It sounds like fodder for conspiracy theorists, but thus far everything we’ve seen about Dominion Voting Systems seems to be worth attention.
The same company that reported glitches with software updates in contested polling locations in Georgia is also behind the software glitch that seemingly reversed 5,500 votes in a county in Michigan.
Dominion Voting Systems, which claims to work with 1300 voting jurisdictions including nine of the 20 largest counties in the nation, produced the software used in Michigan that erroneously gave Democratic candidate Joe Biden a 3,000 vote advantage in Antrim County. After the glitch was fixed, it was discovered that President Donald Trump actually won the county by around 2,500 votes. According to WLNS:
An entire Michigan county has flipped back to it’s [sic] historically republican roots after a manual recount of votes. Officials with Antrim County posted updated results showing President Trump won the county with 9,783 votes making up 56.46% of ballots cast. Joe Biden earned 7,289 votes or 42.07%. The county initially “went blue” and showed a win for Biden before the error was discovered.
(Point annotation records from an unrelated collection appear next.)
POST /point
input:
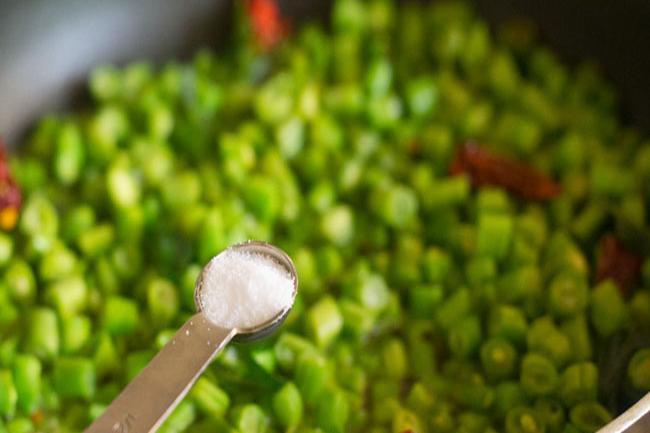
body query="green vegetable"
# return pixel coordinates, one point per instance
(433, 296)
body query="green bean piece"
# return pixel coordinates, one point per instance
(608, 311)
(162, 300)
(638, 370)
(337, 225)
(465, 336)
(6, 249)
(74, 377)
(538, 375)
(577, 331)
(568, 295)
(68, 295)
(544, 337)
(252, 418)
(494, 235)
(136, 361)
(27, 380)
(551, 413)
(324, 321)
(589, 416)
(209, 398)
(290, 347)
(70, 154)
(333, 411)
(120, 315)
(498, 357)
(20, 281)
(287, 405)
(507, 395)
(311, 377)
(75, 333)
(20, 425)
(508, 322)
(579, 383)
(8, 394)
(42, 338)
(394, 359)
(522, 419)
(405, 420)
(454, 308)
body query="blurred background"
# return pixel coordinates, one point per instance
(47, 48)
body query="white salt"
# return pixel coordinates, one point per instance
(244, 290)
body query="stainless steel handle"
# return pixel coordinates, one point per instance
(145, 403)
(634, 420)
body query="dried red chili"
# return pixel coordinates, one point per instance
(10, 197)
(485, 168)
(617, 263)
(269, 27)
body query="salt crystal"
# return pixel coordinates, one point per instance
(243, 290)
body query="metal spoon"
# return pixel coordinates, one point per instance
(147, 401)
(634, 420)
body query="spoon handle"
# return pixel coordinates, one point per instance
(147, 401)
(634, 420)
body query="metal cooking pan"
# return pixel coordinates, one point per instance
(48, 47)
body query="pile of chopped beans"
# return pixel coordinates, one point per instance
(467, 215)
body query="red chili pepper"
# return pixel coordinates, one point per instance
(617, 263)
(485, 168)
(10, 197)
(269, 27)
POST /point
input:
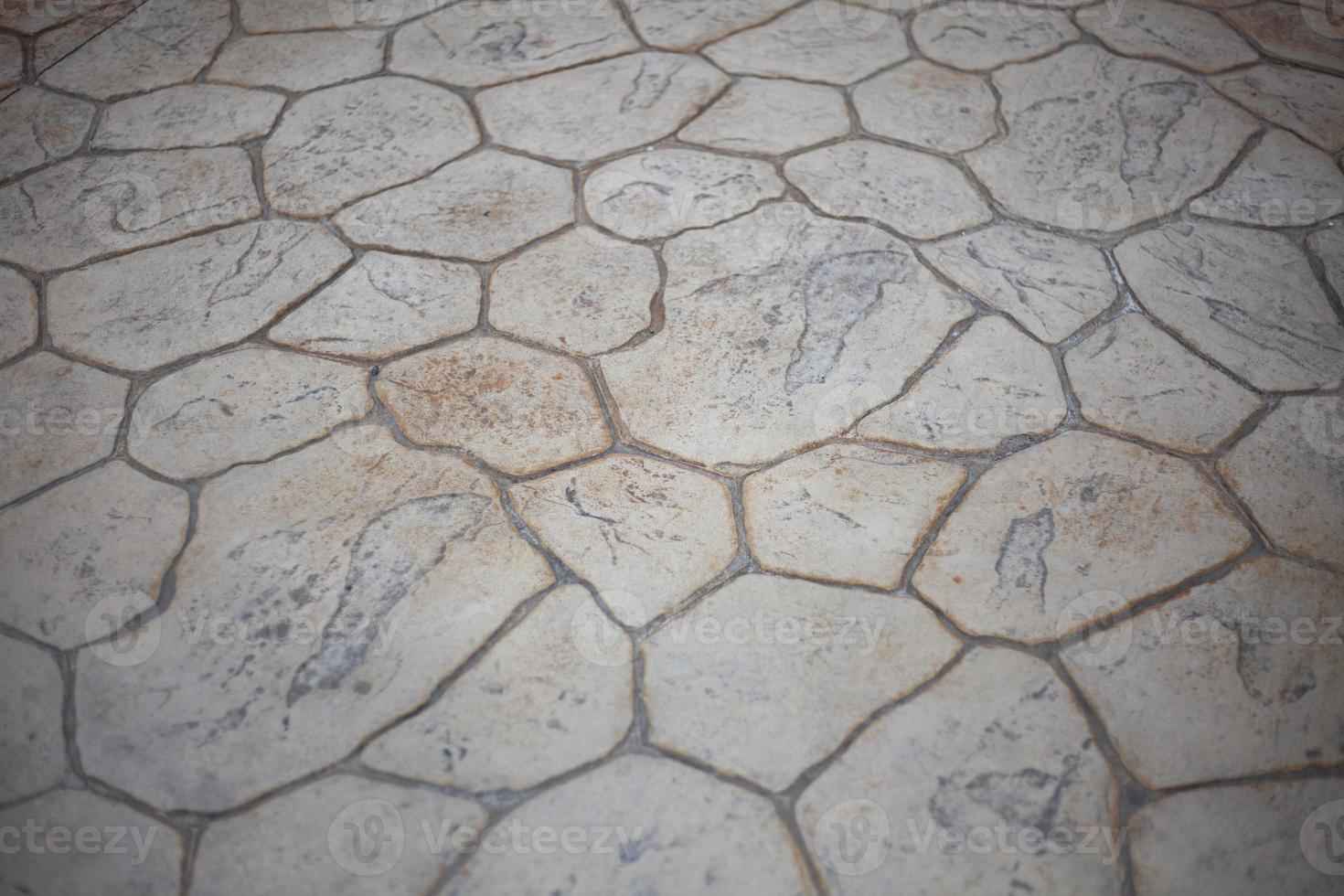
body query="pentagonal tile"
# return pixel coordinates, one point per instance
(846, 512)
(995, 752)
(1070, 531)
(155, 306)
(532, 709)
(645, 534)
(517, 409)
(994, 384)
(323, 595)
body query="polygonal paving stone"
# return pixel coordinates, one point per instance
(517, 409)
(165, 43)
(1049, 283)
(477, 208)
(155, 306)
(816, 42)
(645, 534)
(827, 320)
(80, 208)
(769, 116)
(323, 595)
(846, 512)
(1244, 297)
(488, 42)
(661, 192)
(581, 292)
(1070, 531)
(109, 534)
(649, 827)
(343, 143)
(1289, 472)
(994, 384)
(995, 752)
(598, 109)
(242, 407)
(188, 116)
(1133, 378)
(1237, 677)
(343, 836)
(383, 305)
(59, 417)
(1101, 143)
(532, 709)
(914, 194)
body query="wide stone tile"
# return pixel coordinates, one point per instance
(645, 534)
(517, 409)
(1244, 297)
(659, 194)
(582, 292)
(997, 752)
(827, 320)
(385, 305)
(603, 108)
(994, 384)
(1103, 143)
(652, 827)
(156, 306)
(1070, 531)
(917, 195)
(532, 709)
(336, 587)
(477, 208)
(846, 512)
(1237, 677)
(1133, 378)
(343, 143)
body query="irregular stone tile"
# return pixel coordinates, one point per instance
(655, 827)
(929, 106)
(918, 195)
(532, 709)
(772, 117)
(343, 143)
(112, 532)
(1072, 517)
(815, 42)
(846, 512)
(1244, 297)
(645, 534)
(517, 409)
(994, 384)
(162, 43)
(997, 752)
(1133, 378)
(59, 417)
(242, 407)
(337, 586)
(1101, 143)
(156, 306)
(322, 837)
(80, 208)
(661, 192)
(385, 305)
(603, 108)
(1049, 283)
(1237, 677)
(188, 116)
(37, 126)
(477, 208)
(827, 320)
(488, 42)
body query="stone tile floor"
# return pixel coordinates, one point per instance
(672, 446)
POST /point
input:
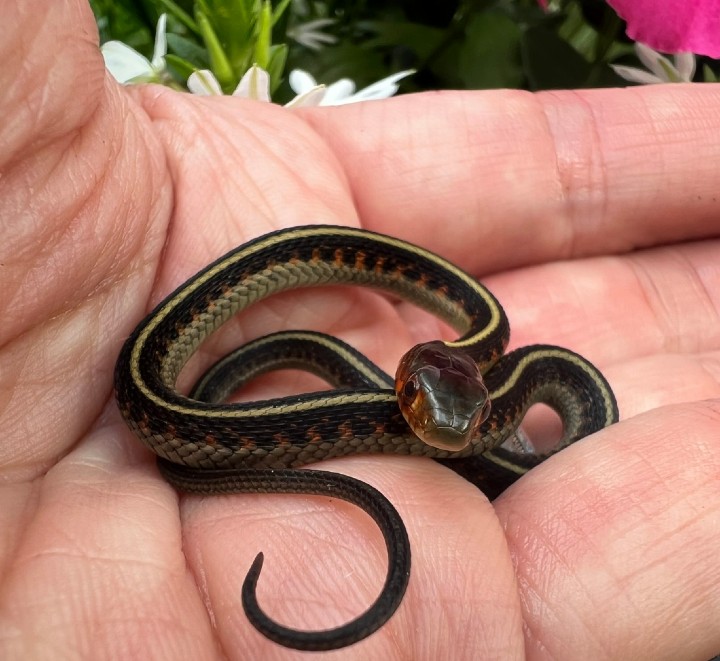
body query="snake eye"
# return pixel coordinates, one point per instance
(410, 389)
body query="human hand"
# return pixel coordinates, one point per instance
(112, 196)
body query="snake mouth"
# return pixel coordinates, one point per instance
(442, 395)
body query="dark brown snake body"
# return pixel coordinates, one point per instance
(205, 445)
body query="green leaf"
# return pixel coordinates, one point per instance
(489, 57)
(709, 75)
(188, 50)
(218, 60)
(551, 63)
(263, 39)
(181, 15)
(276, 65)
(280, 10)
(180, 68)
(423, 40)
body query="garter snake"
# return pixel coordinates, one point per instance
(205, 445)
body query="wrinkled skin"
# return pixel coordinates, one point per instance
(593, 216)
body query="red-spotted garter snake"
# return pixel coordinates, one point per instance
(214, 447)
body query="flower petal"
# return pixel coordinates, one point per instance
(635, 75)
(313, 97)
(301, 81)
(685, 65)
(382, 89)
(339, 92)
(673, 26)
(255, 84)
(125, 63)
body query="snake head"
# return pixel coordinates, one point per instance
(442, 395)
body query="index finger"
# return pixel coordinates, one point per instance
(499, 179)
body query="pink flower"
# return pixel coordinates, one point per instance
(673, 26)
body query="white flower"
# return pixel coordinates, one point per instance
(343, 90)
(128, 66)
(662, 70)
(255, 84)
(311, 34)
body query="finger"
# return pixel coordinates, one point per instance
(240, 169)
(325, 563)
(96, 563)
(498, 179)
(615, 541)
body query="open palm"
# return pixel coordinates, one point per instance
(110, 197)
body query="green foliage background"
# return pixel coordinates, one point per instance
(476, 44)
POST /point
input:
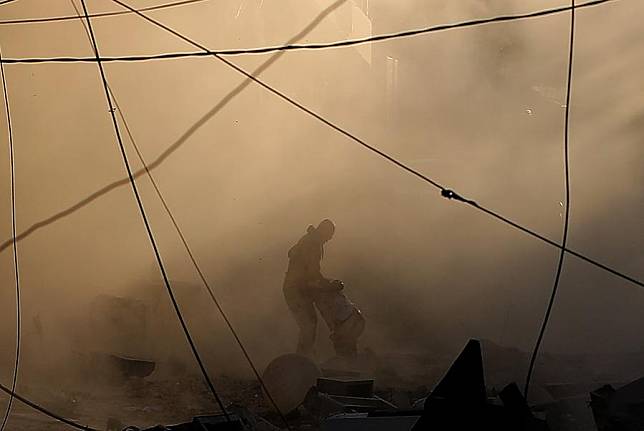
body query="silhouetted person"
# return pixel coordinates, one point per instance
(343, 318)
(303, 279)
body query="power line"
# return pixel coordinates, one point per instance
(564, 240)
(166, 153)
(96, 15)
(189, 250)
(445, 192)
(312, 46)
(15, 245)
(44, 411)
(145, 219)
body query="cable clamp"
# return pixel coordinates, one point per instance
(451, 194)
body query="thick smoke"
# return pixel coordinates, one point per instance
(479, 109)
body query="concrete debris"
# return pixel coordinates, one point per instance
(619, 409)
(288, 379)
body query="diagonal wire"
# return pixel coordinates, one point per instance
(311, 46)
(193, 347)
(45, 411)
(445, 192)
(165, 154)
(188, 249)
(564, 240)
(15, 245)
(96, 15)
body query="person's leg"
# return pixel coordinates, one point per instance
(306, 318)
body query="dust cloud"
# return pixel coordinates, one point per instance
(480, 110)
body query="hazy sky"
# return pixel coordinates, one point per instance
(480, 110)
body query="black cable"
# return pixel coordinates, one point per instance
(96, 15)
(15, 244)
(189, 250)
(200, 272)
(145, 219)
(44, 411)
(313, 46)
(564, 240)
(446, 193)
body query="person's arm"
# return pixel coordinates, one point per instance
(313, 265)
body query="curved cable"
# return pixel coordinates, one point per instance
(45, 411)
(445, 192)
(193, 347)
(187, 247)
(15, 245)
(312, 46)
(96, 15)
(564, 240)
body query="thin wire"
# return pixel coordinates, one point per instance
(96, 15)
(44, 411)
(313, 46)
(445, 192)
(564, 240)
(15, 245)
(166, 153)
(145, 220)
(188, 249)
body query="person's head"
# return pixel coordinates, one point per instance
(325, 230)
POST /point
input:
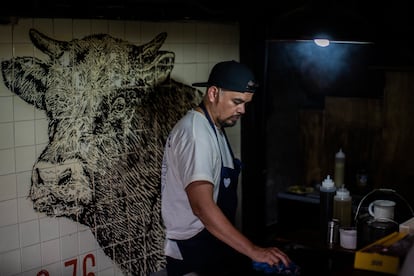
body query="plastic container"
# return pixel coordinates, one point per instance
(339, 173)
(342, 208)
(326, 197)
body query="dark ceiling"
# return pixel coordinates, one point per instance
(391, 16)
(379, 21)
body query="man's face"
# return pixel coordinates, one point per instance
(230, 106)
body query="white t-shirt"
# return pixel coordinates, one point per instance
(192, 152)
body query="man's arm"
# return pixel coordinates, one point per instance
(200, 194)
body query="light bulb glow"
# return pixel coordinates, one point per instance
(321, 42)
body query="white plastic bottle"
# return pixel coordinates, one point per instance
(326, 197)
(339, 173)
(343, 207)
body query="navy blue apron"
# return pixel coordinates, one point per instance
(204, 253)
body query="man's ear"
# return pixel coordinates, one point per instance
(212, 92)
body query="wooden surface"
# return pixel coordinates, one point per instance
(375, 134)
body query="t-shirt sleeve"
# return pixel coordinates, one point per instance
(196, 155)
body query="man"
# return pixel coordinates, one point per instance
(199, 183)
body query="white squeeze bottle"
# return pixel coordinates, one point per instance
(339, 173)
(343, 207)
(326, 197)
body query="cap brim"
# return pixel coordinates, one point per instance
(201, 84)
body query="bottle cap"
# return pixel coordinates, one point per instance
(342, 193)
(328, 183)
(340, 154)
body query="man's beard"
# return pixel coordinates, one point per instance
(228, 123)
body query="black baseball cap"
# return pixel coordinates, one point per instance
(230, 75)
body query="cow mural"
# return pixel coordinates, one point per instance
(110, 106)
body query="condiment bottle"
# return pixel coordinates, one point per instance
(343, 207)
(339, 173)
(326, 196)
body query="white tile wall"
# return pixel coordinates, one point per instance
(50, 251)
(6, 109)
(29, 233)
(31, 241)
(10, 263)
(6, 135)
(31, 257)
(49, 228)
(9, 237)
(8, 212)
(24, 133)
(8, 187)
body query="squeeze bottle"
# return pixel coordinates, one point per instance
(343, 207)
(339, 173)
(326, 197)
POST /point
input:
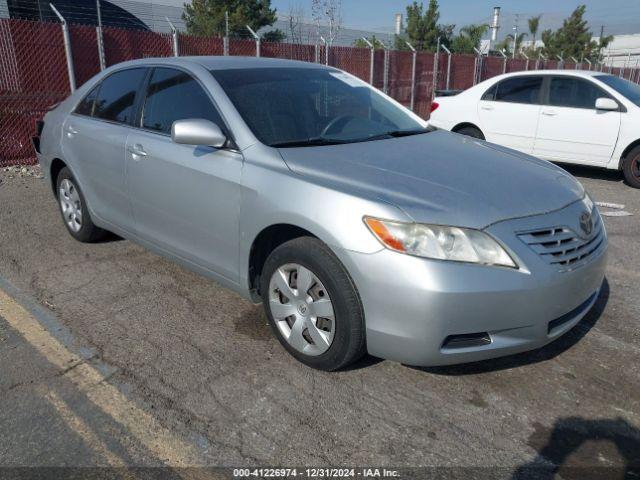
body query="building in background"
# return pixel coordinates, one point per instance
(115, 13)
(624, 51)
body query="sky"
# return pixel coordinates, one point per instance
(618, 16)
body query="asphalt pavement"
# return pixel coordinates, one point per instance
(113, 356)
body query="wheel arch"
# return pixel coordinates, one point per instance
(267, 240)
(626, 152)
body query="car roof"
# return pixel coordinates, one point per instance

Antrim County officials have blamed the county’s election software saying totals counted did not match tabulator tapes. 6 News has learned the “Dominion Voting System” is used Antrim County. That system is also used in 64 other counties across the state including, Ingham, Jackson, and Shiawassee, locally.
This wasn’t the only known error attributed to software provided by Dominion Voting Systems. In hotly contested Georgia, two counties had to extend their voting deadlines to accommodate for delays produced by a last-minute software update. This was called “unprecedented” by local election officials. According to POLITICO:
Voters were unable to cast machine ballots for a couple of hours in Morgan and Spalding counties after the electronic devices crashed, state officials said. In response to the delays, Superior Court Judge W. Fletcher Sams extended voting until 11 p.m. The counties use voting machines made by Dominion Voting Systems and electronic poll books — used to sign in voters — made by KnowInk.
The companies “uploaded something last night, which is not normal, and it caused a glitch,” said Marcia Ridley, elections supervisor at Spalding County Board of Election. That glitch prevented poll workers from using the pollbooks to program smart cards that the voters insert into the voting machines.